TWELVE school days into the year, and I still haven't been able to find out

  • what sections of the Fountas and Pinnell Reading Assessment I am supposed to give (woe betide the teachers who haven't been using it already, for they are even worse off)
  • when I will receive the recording sheets I will have to fill out for each and every child
  • when SFUSD anticipates having these assessments turned in to the Central Office.
I mean, it's not like I'm teaching anything right now, right?  This will be totally authentic beginning of the year data no matter when they bother to get materials to teachers.  October, November - whatever!*

The latest word is that we are to give ALL of the Fountas and Pinnell to ALL students, but this is so insane I have to hope I can assume it's a baseless rumor.  Why precisely I would give a spelling inventory and a phonogram reading list assessment to a child who has mastered just two or three letters is unclear - unless the purpose is "to waste instructional time while also making children feel bad".

Moreover, the entire battery is an enormous amount of assessment - at the end of the year, we're talking two weeks of heavy-duty daily assessment periods - or a week of Resident teaching while I assess every day, all day and into the after school program.  Why so long?  Because it's all individual.  And there's no math component, so I guess I should tack some time on for that.

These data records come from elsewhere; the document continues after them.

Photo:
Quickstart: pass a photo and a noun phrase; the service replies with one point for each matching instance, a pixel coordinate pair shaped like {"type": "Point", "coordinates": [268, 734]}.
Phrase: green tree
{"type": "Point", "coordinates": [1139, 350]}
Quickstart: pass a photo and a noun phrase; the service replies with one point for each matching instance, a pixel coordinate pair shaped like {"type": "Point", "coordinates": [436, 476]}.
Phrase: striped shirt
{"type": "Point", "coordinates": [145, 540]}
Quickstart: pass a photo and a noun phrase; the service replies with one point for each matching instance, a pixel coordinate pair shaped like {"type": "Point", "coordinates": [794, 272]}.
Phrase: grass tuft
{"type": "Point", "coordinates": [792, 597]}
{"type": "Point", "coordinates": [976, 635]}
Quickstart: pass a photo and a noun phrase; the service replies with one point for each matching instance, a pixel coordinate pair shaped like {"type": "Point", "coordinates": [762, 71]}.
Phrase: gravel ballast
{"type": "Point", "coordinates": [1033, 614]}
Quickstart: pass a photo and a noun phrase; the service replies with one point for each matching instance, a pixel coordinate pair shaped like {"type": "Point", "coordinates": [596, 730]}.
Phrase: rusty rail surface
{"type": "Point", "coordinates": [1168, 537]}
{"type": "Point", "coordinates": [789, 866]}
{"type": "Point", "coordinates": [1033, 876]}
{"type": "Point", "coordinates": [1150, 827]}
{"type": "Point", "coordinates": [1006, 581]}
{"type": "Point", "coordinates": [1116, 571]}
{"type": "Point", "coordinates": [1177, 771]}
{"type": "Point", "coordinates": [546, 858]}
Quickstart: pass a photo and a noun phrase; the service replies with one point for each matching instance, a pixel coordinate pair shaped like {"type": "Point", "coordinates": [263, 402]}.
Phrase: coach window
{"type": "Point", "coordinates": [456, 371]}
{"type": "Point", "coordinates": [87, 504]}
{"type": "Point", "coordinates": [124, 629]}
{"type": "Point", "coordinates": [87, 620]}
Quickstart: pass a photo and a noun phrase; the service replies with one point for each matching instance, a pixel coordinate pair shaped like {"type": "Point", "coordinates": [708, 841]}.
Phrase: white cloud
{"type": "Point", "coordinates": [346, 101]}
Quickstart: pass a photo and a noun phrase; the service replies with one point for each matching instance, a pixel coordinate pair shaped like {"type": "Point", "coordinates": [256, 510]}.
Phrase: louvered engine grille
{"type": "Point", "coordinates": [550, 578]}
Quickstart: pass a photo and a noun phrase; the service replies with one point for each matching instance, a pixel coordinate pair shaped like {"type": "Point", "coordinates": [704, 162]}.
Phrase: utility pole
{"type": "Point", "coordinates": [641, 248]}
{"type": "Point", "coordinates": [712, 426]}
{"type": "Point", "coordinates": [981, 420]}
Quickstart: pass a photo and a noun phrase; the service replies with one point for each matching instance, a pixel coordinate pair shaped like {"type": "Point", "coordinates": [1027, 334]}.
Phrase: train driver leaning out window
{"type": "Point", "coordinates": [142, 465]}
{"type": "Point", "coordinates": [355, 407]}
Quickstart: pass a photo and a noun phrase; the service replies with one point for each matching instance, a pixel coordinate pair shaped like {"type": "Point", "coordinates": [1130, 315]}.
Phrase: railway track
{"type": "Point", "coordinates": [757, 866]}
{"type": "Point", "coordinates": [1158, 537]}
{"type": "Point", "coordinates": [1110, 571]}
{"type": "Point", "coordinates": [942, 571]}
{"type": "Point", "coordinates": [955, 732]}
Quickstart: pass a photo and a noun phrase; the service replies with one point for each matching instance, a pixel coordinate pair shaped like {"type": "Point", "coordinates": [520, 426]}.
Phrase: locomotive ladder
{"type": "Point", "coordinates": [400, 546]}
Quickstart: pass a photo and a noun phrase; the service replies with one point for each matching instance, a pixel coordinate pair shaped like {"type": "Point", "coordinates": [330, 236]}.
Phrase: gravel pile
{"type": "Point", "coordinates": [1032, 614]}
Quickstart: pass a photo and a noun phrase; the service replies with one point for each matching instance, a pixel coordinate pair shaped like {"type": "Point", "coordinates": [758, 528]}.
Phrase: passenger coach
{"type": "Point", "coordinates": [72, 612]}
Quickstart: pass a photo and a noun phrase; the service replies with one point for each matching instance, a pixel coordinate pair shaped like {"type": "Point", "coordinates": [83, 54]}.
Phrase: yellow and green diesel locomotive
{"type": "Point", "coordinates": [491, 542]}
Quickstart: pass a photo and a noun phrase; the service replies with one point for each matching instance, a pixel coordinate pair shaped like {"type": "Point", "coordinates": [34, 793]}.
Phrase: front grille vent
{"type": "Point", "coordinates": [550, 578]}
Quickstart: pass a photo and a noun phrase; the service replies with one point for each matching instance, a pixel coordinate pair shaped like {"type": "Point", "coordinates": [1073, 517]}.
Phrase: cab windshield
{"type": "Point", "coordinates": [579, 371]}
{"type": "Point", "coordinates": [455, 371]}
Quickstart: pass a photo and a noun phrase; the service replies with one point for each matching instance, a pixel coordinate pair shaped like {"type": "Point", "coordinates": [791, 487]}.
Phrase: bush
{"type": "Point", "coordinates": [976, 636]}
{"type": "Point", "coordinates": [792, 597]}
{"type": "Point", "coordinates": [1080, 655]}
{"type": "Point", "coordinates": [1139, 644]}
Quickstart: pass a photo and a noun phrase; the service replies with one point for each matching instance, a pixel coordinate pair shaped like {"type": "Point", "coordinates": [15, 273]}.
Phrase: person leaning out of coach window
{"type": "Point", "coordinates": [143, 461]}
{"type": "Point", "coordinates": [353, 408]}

This is really feeding a broader issue I have with non-classroom people.  I don't have the option to open my classroom on the first day of school and not be ready to go.  It is physically impossible to prepare for the year in the time for which I am paid; therefore, I give hours - this year, over a full-time week - to preparation.

Yet apparently the central office will get around to beginning of the year assessments whenever they feel like it.  Similarly, we won't be starting library or PE until the fourth week of school - books to inventory, schedules to make, materials to receive.  I can see why a week might be necessary to get up to speed, but three?  Could none of this work be done the way the teachers do it - on their own time?  And if not, why are these out-of-classroom professionals so cavalier with my time?

In the end, the whole "sense of urgency" thing school leader types talk about doesn't seem to mean anything to them personally.  They have a sense of urgency for me, but not for themselves.

*I've been doing assessment the past couple of weeks, because of that whole "data-driven instruction" thing the Reform and Accountability people believe in (although not enough to GET US ANY MATERIALS).  This means that when I get the Scantron sheets I will have the pleasure of filling them in not during assessment, but from my assessment records.  This will add a few hours to the process, not to mention being a huge waste of my productive time.  I TEACH KINDERGARTEN.  I HAVE THINGS TO WRITE NAMES ON AND LAMINATE.